Lonmin write down an omen of stricken sector

[miningmx.com] – THE write-down of Lonmin’s assets for a maximum of R2.05bn could be the first of many in South Africa’s platinum sector.

There were no impairments booked by the country’s platinum producers in the year to June which accounts for the full-year and interim periods with companies hoping that the platinum price would effectively bail them out of an asset revaluation.

“If you add back another $200/oz to the platinum price, then maybe no write-downs would be required,’ said a senior metals analyst at an auditing firm.

The platinum group metal (PGM) market in dollar terms continues to indicate, however, that there’s significant oversupply.

Andrew Byrne, an analyst at Barclays Capital, said the announcement by Lonmin of a 50% plus write-down of its assets was “… a major step in addressing the underlying issues, and hopefully will spur peers into make similar announcements through 2016 in order to allow an improvement assumption environment for decision making over the next decade”.

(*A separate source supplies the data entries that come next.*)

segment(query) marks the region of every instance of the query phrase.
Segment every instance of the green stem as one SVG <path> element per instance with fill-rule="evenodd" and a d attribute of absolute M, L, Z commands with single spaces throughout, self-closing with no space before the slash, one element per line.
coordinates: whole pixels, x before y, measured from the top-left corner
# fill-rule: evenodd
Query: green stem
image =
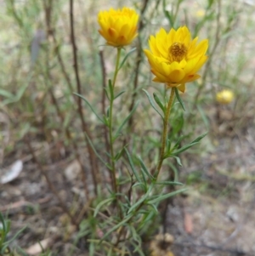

“Yes, there’s much more to come from the rest still,” said a UK-based analyst on the likelihood of more write-downs. Commenting specifically on Lonmin, Leon Esterhuizen, an analyst for CIBC Capital Markets, said: “For a company to write down its value by 10 times its current market cap certainly tells you what the market thinks of real value.

“We don’t know (yet) what metal prices were used to still have a remaining value of some $1.7bn … but it is educational to see whatever the company’s value is, it can drop by 60% in one day and shareholders then still face a compounding dilution on a per share basis (in excess of 60%) after all that,” he said.

Analysts think that management of platinum producing companies in particular have been too optimistic about the recovery of the PGM market with Barclays forecasting a surplus in the market through to 2020.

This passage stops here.